Details of the practical arrangements are most likely to be set out in a new agile or hybrid working policy, rather than in employment contracts. However, at the outset employers should consider their employees' contractual terms, particularly relating to place of work and mobility. Employers should be clear on what they are expecting from their employees. They should consider whether they will require employees to come in for a set number of days, specific days of the week, or whether they will give employees autonomy to choose where they work. Practical considerations include availability of desks and avoiding having deserted offices on Mondays and Fridays. Many organisations are making it clear that their agile or hybrid working policies are being rolled out on a pilot basis, recognising that this initial phase is one of adaption and experimentation and also that employees' attitudes to returning to the office are still developing. Many employees' attitudes to returning to the office are vastly different from those in summer 2020 and they may still shift over time.

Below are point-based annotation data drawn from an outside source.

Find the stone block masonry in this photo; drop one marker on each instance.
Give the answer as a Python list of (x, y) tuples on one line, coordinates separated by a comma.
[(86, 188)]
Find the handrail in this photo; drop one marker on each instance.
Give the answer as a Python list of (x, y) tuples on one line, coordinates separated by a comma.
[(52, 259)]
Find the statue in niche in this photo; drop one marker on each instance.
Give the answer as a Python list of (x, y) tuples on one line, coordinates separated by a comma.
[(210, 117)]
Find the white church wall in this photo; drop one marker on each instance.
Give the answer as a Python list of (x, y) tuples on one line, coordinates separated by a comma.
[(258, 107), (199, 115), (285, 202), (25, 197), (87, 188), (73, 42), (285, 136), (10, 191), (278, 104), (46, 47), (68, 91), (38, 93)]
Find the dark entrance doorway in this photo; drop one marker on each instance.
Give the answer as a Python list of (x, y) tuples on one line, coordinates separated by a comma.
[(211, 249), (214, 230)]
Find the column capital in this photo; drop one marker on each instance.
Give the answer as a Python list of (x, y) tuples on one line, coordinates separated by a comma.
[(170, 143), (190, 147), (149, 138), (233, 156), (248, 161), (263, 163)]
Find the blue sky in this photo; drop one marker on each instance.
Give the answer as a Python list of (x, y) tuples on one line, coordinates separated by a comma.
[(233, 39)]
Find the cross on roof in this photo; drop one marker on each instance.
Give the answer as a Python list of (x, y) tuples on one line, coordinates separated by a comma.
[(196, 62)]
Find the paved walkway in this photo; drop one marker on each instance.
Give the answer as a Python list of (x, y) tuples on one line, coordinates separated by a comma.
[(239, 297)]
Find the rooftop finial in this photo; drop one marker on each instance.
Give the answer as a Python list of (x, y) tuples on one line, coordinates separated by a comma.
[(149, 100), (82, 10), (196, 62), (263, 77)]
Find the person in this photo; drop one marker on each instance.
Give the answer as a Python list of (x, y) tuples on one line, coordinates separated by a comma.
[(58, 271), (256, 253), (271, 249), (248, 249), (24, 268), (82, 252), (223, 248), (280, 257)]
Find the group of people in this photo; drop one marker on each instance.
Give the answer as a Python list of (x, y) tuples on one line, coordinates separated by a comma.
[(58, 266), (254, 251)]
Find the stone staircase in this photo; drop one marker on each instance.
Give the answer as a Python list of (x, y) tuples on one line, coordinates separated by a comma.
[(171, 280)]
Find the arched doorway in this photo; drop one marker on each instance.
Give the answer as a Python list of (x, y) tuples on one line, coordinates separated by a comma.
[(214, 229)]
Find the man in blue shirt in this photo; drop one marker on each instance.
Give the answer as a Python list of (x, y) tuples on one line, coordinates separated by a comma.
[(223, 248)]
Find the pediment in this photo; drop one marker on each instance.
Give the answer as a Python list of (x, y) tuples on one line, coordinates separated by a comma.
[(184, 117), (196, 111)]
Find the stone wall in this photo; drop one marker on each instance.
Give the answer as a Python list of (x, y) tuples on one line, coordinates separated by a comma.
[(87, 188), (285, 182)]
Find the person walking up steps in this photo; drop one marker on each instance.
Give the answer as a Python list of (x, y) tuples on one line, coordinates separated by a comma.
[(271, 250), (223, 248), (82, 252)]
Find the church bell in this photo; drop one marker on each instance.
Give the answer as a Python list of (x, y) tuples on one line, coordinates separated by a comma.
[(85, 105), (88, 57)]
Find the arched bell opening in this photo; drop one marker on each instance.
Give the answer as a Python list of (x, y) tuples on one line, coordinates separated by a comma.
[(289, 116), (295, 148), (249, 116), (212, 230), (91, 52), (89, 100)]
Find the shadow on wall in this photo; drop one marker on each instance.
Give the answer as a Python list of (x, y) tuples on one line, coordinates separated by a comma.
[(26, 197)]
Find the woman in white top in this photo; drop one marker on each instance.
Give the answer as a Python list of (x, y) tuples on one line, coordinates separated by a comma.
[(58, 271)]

Proposed changes may also encompass flexibility with regard to the hours that employees work, or the number of days they might work. Some employers are questioning the need for their employees to be in the office from 9 to 5, allowing employees to vary their core hours to avoid rush hour or facilitate childcare arrangements. For some employees, the proposed new way of working may not go far enough. Any employee with 26 weeks' service is entitled to make a flexible working request which the employer has a duty to consider, but may refuse if this refusal is based on one of eight statutory reasons. Employers should be aware that it is likely to be more difficult to refuse such requests post pandemic when the workforce has already demonstrated that they can work efficiently from home.
The next few months will be a time of experimentation and learning for staff at all levels. To ensure a successful transition to a post-pandemic workplace, employers should be open to discussion with employees and ready to adapt according to their feedback. It will also be important for senior employees to set an example, showing that working from home will not disadvantage employees, but that the hybrid workplace can still be a place for collaboration and team cohesion.